KARAのミニアルバム「PANDORA」…頂点に立つガールズグループであることを確認

KARAは一時期「生計型ガールズグループ」と呼ばれた。韓国と日本を行き来し、活発な活動を展開している今は、そのときに比べると「大物」になった。

だからだろうか。舞台で派手なパフォーマンスを披露するKARAのメンバーの眼差しやモーションからは、ある程度の余裕と自信が感じられる。もちろん、当時も今も変わらないものもある。バラエティ番組でKARAは未だ身近で気さくな姿を見せる。

KARAが最近リリースしたミニアルバム「PANDORA」は、このようなKARAの位置付けを確認できるアルバムだ。今回のアルバムには全部で4曲の新曲が収録されているが、収録曲を貫くはっきりとしたコンセプトはない。しかし豊富かつ多彩なサウンドで、聴く人の耳を楽しませ、KARAのメンバーの魅力を最大化できる曲で構成された。

「Way」は誰かの陰謀で身を拘束された恋人を助けに出た女性の話を歌った曲だ。「青いリンゴ」「ベールに包まれたクリスタル」「壁に閉じ込められた涙」など、普通ではない歌詞の使用、茨の森と深い沼のような障害物を乗り越え、恋人を探しに行く主人公の道のりから分かるように、この曲はまるで1本の童話を読んでいるような気にさせる。

よく知られた童話に例えると、アンデルセンが書いた「雪の女王」と似たような物語だといえよう。だからか、多彩な楽器で構成されたサウンドが、全般的に漫画の主題歌のような印象を与える。ドラムのビート迫力があり、ストリングのサウンドはドラマチックだ。
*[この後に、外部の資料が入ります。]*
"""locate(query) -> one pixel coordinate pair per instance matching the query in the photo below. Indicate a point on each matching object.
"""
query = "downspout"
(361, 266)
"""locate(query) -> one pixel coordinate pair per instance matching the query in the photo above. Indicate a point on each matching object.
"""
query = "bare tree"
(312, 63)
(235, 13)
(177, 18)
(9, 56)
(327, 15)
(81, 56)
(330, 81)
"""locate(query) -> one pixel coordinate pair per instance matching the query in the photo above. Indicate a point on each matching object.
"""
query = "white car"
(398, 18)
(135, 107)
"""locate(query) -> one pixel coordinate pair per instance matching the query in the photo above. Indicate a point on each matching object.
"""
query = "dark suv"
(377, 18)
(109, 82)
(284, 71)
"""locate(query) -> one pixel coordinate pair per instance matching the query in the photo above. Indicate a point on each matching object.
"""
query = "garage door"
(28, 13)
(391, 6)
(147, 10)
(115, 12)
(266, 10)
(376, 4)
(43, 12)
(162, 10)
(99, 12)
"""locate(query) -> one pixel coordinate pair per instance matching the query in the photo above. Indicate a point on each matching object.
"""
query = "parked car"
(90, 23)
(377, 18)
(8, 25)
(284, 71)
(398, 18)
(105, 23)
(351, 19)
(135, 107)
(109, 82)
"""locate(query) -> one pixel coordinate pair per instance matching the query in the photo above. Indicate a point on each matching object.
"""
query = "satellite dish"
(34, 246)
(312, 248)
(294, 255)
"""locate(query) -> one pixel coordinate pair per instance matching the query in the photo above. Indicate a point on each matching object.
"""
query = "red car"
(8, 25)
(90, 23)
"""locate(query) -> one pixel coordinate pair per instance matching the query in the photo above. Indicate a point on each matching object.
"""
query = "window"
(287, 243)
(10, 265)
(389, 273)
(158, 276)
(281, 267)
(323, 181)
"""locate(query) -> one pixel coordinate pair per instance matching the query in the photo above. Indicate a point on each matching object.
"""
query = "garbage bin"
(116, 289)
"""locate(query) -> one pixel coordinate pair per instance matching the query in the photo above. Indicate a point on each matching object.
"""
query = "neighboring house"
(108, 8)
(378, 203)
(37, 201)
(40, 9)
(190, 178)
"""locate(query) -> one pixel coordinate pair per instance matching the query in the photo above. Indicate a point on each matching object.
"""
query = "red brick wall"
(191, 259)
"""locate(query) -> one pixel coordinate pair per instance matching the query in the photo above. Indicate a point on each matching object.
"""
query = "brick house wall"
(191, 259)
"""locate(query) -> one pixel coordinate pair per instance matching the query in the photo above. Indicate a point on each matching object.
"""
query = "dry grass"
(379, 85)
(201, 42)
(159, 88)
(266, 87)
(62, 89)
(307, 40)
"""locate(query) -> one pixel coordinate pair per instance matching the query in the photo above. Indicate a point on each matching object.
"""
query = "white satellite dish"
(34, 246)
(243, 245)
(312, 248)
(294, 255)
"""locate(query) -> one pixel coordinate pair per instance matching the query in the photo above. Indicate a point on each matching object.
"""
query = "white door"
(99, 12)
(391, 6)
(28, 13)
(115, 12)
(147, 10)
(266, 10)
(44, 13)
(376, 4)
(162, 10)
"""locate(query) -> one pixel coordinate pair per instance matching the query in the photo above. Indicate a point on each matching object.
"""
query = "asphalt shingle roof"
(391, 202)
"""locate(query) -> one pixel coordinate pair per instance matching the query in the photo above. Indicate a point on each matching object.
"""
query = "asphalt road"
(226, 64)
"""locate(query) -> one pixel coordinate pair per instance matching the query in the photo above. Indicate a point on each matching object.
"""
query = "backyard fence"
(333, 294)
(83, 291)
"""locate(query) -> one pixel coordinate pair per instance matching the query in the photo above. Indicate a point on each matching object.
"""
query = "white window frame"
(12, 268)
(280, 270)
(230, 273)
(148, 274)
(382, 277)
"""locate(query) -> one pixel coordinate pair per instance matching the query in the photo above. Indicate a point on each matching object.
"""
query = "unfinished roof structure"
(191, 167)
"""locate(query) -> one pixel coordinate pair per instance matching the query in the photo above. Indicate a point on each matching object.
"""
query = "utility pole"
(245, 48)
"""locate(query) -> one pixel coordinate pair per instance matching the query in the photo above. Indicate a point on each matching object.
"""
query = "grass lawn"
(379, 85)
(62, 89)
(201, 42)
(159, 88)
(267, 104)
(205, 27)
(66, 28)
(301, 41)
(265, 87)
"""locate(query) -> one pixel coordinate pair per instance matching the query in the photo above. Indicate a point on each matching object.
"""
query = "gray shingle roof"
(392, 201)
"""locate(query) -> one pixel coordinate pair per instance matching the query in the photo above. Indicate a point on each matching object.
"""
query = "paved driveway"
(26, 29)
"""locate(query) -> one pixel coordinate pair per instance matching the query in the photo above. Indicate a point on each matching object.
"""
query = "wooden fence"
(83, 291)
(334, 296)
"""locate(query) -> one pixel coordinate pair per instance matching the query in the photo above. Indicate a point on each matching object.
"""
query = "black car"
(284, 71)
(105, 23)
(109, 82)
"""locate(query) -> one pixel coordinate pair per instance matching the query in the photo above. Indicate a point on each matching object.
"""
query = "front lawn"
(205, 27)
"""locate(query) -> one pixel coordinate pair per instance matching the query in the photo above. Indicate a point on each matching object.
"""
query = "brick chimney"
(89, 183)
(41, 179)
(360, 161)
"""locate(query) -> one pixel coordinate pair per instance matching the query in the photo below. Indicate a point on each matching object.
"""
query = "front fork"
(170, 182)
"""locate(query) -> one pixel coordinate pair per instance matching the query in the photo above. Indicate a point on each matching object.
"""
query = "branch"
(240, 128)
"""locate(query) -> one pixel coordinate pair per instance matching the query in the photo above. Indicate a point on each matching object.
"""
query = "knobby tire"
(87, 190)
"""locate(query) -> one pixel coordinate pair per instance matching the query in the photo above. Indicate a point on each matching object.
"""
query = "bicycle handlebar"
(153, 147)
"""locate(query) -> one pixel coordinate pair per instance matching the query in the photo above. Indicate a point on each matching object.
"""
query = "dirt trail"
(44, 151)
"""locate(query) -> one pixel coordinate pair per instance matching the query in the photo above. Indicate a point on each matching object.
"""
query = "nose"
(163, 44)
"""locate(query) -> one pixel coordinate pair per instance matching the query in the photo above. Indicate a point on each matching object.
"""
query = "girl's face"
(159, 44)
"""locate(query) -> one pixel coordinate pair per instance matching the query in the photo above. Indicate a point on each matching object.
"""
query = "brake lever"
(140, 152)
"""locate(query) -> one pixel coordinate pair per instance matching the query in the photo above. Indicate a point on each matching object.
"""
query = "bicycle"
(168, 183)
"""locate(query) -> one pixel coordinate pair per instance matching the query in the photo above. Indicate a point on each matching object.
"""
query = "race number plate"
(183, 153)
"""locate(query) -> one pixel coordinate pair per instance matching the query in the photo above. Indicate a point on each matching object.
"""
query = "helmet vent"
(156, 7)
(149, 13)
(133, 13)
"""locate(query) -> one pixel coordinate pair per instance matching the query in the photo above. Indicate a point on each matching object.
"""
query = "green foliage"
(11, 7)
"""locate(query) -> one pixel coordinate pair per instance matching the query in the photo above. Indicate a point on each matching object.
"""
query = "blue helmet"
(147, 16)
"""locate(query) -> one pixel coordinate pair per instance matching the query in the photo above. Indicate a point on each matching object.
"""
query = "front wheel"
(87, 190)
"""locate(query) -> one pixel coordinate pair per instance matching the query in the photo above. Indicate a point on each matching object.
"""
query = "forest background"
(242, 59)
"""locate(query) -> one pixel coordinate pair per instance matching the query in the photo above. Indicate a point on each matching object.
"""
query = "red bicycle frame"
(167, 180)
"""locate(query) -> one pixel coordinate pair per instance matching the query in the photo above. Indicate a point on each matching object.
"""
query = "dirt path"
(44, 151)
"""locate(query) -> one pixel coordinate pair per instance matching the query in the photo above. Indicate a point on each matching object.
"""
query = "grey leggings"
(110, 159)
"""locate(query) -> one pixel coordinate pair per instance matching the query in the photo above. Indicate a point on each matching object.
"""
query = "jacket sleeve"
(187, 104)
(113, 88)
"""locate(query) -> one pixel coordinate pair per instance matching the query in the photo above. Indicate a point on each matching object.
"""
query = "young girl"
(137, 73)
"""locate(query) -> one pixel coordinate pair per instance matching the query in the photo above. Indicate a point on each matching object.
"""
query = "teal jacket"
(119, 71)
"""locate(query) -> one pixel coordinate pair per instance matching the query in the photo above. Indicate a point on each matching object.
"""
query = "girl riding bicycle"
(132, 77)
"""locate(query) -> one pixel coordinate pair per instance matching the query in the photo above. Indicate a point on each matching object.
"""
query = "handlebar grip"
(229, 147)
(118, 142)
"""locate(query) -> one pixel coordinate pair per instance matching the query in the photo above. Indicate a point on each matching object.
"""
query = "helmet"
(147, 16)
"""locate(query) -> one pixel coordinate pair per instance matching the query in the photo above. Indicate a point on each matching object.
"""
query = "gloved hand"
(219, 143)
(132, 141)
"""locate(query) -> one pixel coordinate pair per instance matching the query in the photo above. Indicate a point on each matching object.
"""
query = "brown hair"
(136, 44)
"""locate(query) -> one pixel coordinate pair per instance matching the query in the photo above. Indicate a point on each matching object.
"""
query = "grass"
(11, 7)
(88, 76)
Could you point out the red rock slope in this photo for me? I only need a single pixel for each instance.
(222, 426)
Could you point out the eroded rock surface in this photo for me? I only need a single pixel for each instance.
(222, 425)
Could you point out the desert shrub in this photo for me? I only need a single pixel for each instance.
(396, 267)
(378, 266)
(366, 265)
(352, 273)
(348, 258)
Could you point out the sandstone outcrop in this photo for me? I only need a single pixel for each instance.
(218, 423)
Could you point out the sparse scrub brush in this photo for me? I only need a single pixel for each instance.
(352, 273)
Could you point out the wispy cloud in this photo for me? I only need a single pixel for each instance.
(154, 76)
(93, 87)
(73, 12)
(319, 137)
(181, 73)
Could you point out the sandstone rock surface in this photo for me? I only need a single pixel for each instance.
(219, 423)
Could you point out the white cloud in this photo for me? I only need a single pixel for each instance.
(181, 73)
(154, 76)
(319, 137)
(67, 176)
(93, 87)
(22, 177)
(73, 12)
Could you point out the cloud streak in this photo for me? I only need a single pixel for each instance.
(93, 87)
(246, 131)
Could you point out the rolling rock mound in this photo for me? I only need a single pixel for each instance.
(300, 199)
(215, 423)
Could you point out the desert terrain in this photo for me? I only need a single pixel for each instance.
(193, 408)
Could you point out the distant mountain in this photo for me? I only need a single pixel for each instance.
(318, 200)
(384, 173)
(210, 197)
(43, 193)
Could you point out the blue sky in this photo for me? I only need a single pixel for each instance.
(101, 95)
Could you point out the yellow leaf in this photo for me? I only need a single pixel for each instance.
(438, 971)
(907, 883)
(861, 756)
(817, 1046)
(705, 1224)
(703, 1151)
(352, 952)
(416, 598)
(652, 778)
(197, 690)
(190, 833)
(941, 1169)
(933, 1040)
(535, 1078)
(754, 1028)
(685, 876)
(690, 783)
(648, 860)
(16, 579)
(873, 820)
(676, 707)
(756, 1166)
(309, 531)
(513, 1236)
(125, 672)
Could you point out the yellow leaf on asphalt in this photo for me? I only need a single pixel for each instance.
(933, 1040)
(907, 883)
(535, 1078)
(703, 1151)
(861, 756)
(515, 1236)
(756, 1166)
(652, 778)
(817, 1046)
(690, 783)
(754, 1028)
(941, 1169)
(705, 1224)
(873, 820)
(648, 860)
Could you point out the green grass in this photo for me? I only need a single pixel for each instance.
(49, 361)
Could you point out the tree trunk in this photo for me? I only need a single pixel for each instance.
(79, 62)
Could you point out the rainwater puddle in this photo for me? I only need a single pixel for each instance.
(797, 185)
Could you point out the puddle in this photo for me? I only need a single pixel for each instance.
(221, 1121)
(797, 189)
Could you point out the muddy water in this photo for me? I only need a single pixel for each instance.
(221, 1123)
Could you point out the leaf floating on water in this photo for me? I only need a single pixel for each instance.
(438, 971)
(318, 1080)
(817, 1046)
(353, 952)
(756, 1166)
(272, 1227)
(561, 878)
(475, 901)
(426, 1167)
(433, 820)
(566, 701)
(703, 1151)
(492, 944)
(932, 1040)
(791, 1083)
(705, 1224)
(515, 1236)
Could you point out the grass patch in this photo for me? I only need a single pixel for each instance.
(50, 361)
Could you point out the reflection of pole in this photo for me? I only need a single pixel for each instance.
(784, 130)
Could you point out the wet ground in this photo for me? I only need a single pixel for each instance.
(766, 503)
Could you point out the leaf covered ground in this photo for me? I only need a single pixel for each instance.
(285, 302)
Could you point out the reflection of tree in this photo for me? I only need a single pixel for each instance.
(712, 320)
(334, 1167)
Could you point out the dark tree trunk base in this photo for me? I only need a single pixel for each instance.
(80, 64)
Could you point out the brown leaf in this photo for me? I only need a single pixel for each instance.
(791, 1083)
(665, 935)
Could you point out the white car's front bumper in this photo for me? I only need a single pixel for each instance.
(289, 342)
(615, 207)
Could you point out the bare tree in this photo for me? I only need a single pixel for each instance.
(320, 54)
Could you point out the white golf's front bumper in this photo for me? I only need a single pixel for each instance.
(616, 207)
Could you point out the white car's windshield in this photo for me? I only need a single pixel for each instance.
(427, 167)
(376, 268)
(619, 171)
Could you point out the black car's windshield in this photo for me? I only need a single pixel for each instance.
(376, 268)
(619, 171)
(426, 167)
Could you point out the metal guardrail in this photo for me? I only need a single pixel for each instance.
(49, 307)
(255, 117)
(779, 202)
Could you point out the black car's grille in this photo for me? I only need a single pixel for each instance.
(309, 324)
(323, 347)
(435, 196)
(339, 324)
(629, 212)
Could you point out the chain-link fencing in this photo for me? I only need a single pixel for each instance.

特に前奏と間奏、そして末尾に用いられたミステリアスな雰囲気を作るエレクトロニックサウンドが印象的な曲だ。

「PANDORA」はギリシャ神話に出るパンドラの物語をモチーフにした曲だ。違いがあるとすれば、男を待っている女性が、神話に出てくる彼女よりも挑発的との点だ。

「隠してきた真実を、全部見せてあげる」「私の心を掴んでみて」「全てを見せてあげる」「私を持って行って」などの歌詞は、開放的で自信に溢れる女性の姿を、「close to you and close to you」「close to me and close to me」などの歌詞は、いわゆるソウルメイトを探すために積極的に乗り出した彼女の積極性を見せてくれる。刺激的で挑戦的なサウンドは、このような歌詞とハーモニーをなす。

キーボード、ギター、ベース、ストリングなどが用いられ、所々存在感を現すギターの演奏と、まるで踊る心臓のようにも感じられるキーボードの音が印象的だ。「up and up ah ah」との歌詞が繰り返されるサビは、中毒性が強く、ここでのKARAのメンバーの魅力的なボイスには、人を魅了する力がある。最初から最後まで聴く人のアドレナリンの分泌を刺激しそうな曲だ。

「Idiot」は恋人としての確信を与えてくれない“彼氏”への不満を表した曲だ。「ある時は恋人のようで、ある瞬間友達に変わる」彼は、彼女にいわゆる一環した“信号”を送らない男だ。「好きだったり、そうじゃなかったり、ジェットコースターに乗る」との歌詞は、彼を見つめる女性の心を正確に表現している。歌詞にでる「idiot」は「このバカ!」に解釈できるが、悪意のない、愚痴に感じられる。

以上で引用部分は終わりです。